Ma oggi parliamo di una storia a lieto fine, di un paziente con aritmia ventricolare molto aggressiva che determina continue e pericolose alterazioni del ritmo cardiaco, e di una macchina che accelera protoni, inventata per curare i tumori.

Ma cosa c’entrano i protoni con le malattie cardiovascolari?

Per rispondere bisogna parlare di adroterapia. Argomento che ho trattato in un precedente articolo ma che qui riassumo brevemente (leggere qui per approfondimenti). L’adroterapia è una cura che si avvale di un acceleratore capace di generare fasci di protoni e ioni carbonio.

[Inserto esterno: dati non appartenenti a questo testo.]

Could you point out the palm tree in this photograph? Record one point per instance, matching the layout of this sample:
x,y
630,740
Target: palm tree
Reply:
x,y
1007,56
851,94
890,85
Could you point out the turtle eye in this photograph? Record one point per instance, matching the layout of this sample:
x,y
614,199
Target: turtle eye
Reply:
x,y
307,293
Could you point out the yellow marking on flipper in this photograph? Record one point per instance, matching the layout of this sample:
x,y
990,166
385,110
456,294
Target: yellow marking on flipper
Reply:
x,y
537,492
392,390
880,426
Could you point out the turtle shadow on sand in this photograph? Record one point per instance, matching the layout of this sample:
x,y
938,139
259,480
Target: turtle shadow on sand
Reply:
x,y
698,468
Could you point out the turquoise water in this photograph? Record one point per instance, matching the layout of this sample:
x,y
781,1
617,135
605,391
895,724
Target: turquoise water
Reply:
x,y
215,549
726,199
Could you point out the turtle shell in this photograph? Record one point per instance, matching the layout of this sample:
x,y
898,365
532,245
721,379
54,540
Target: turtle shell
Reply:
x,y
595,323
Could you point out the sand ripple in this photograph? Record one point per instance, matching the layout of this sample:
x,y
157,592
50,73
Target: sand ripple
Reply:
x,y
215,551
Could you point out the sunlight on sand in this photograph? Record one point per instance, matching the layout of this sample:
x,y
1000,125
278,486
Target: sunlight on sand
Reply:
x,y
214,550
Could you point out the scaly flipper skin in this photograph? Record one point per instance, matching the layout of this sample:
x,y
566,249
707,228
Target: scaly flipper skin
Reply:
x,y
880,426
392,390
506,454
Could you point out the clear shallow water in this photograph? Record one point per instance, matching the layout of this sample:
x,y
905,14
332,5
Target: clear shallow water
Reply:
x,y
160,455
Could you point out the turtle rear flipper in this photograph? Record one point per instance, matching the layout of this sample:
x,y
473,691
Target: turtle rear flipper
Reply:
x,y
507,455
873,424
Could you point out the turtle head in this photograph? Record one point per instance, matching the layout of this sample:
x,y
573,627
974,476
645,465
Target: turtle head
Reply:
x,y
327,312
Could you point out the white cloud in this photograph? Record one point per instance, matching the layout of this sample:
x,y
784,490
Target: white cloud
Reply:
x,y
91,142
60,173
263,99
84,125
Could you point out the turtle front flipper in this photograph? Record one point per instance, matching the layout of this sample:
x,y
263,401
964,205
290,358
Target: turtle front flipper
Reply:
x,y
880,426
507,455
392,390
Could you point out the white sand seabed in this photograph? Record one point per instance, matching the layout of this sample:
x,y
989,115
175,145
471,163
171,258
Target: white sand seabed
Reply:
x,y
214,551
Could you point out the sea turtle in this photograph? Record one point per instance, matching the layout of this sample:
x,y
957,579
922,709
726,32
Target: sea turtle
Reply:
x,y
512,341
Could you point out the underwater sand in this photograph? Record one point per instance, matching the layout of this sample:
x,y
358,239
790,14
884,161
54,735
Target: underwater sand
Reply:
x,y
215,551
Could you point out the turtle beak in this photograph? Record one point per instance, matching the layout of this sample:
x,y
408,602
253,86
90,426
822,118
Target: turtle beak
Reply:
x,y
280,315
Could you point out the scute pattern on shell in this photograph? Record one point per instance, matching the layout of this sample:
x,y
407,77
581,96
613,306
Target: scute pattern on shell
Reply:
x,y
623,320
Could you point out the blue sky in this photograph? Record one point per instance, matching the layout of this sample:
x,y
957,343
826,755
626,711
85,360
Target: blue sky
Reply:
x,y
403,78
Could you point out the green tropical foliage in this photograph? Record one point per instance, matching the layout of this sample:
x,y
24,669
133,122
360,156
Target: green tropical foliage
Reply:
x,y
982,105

La possiamo definire come una forma avanzata di radioterapia che però ha il vantaggio di essere molto più precisa e quindi di dare molti meno effetti collaterali.

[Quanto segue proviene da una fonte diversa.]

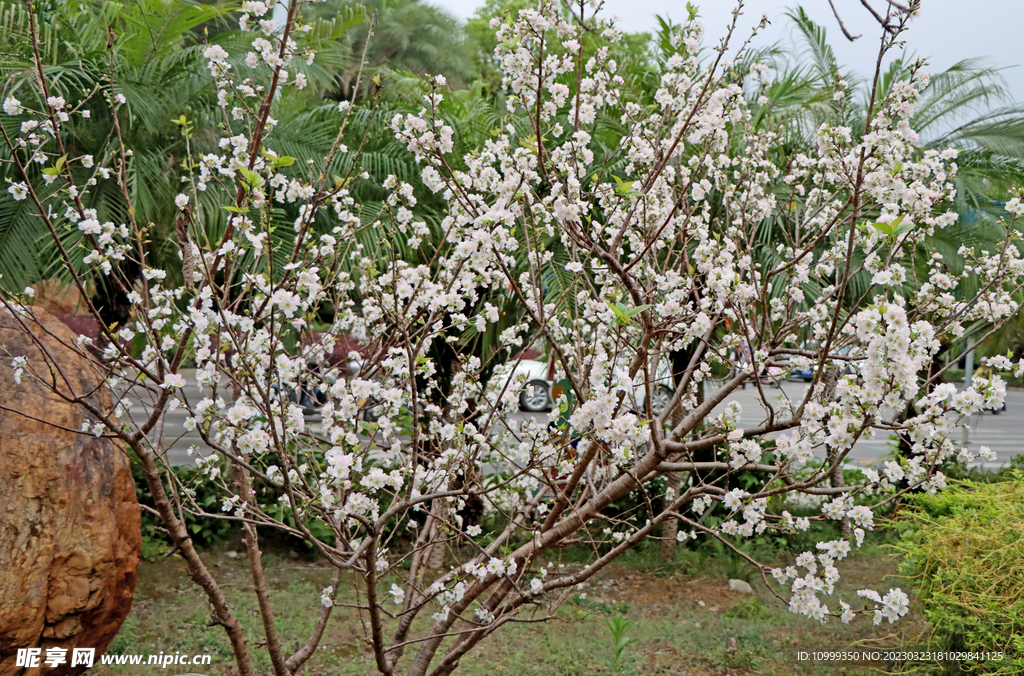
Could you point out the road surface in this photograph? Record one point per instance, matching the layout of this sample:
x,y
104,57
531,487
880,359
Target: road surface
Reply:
x,y
1004,433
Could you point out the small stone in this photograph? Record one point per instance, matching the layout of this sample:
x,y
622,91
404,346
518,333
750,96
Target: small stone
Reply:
x,y
740,586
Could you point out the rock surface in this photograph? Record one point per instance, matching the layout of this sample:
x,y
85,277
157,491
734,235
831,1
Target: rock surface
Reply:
x,y
70,539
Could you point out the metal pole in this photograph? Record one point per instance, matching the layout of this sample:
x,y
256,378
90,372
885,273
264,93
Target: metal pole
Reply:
x,y
968,377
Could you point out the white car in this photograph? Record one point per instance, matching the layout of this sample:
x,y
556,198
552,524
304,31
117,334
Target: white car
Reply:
x,y
536,393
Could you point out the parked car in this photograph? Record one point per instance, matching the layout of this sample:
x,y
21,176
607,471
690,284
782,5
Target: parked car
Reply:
x,y
536,393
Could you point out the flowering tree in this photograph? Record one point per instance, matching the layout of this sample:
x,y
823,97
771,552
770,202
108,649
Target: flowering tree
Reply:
x,y
664,243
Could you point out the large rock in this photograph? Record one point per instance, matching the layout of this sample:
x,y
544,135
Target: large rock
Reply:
x,y
70,539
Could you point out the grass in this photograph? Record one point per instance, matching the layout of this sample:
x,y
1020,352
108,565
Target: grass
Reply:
x,y
677,619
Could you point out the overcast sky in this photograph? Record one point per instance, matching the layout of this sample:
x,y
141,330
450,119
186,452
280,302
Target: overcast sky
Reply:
x,y
945,31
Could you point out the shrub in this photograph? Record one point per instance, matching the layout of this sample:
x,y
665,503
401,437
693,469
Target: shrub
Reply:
x,y
965,547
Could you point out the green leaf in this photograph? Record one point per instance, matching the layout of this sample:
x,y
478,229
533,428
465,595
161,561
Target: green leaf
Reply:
x,y
252,178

L’adroterapia è una tecnica che è stata adottata recentemente come cura ed esistono solo cinque centri nel mondo che sono dotati di un acceleratore che, come si può ben immaginare, non è propriamente uno strumento tascabile! Uno di questi centri si trova in Italia e per la precisione a Pavia, è il Centro Nazionale di Adroterapia Oncologica CNAO.

L’adroterapia è stata fino a ora utilizzata solo per il trattamento di tumori radioresistenti e non operabili come i tumori cerebrali e i tumori solidi pediatrici. Dal Marzo 2017 è entrata a far parte dei LEA (Livelli Essenziali di Assistenza), ovvero i costi dei trattamenti sono rimborsati dal Servizio Sanitario Nazionale.

I problemi delle malattie cardiovascolari come la cardiomiopatia dilatativa

Ma torniamo alle malattie cardiovascolari. Il primo paziente con un problema cardiovascolare, che è stato sottoposto a trattamento con la adroterapia, è un paziente di 73 anni affetto da una grave forma di cardiomiopatia dilatativa e in cura presso un ospedale milanese. Purtroppo le cure precedenti non avevano dato buon esito, perciò i medici avevano deciso di cambiare la terapia e affidarsi al CNAO, nonostante non ci fosse esperienza sull’utilizzo dei protoni per il trattamento delle aritmie. I protoni garantiscono un impatto molto basso sui tessuti circostanti e quindi preservano le funzioni del muscolo cardiaco.

Il primo passo è stato fatto per un utilizzo più allargato dell’adroterapia, una tecnica molto promettente di cui abbiamo gia parlato. Il Policlinico San Matteo e, per la precisione, l’Unità di Aritmologia della Cardiologia, sta valutando la possibilità di effettuare uno studio clinico sperimentale. Il che vuole dire che verranno arruolati pazienti affetti da aritmie, trattati con l’adroterapia e seguiti per utto il decorso post trattamento.

Questo è un bellissimo esempio di sinergie tra strutture italiane di eccellenza, in questo caso favorite dalla vicinanza geografica ma sappiamo bene che per collaborare non basta vivere vicini, serve molta buona volontà.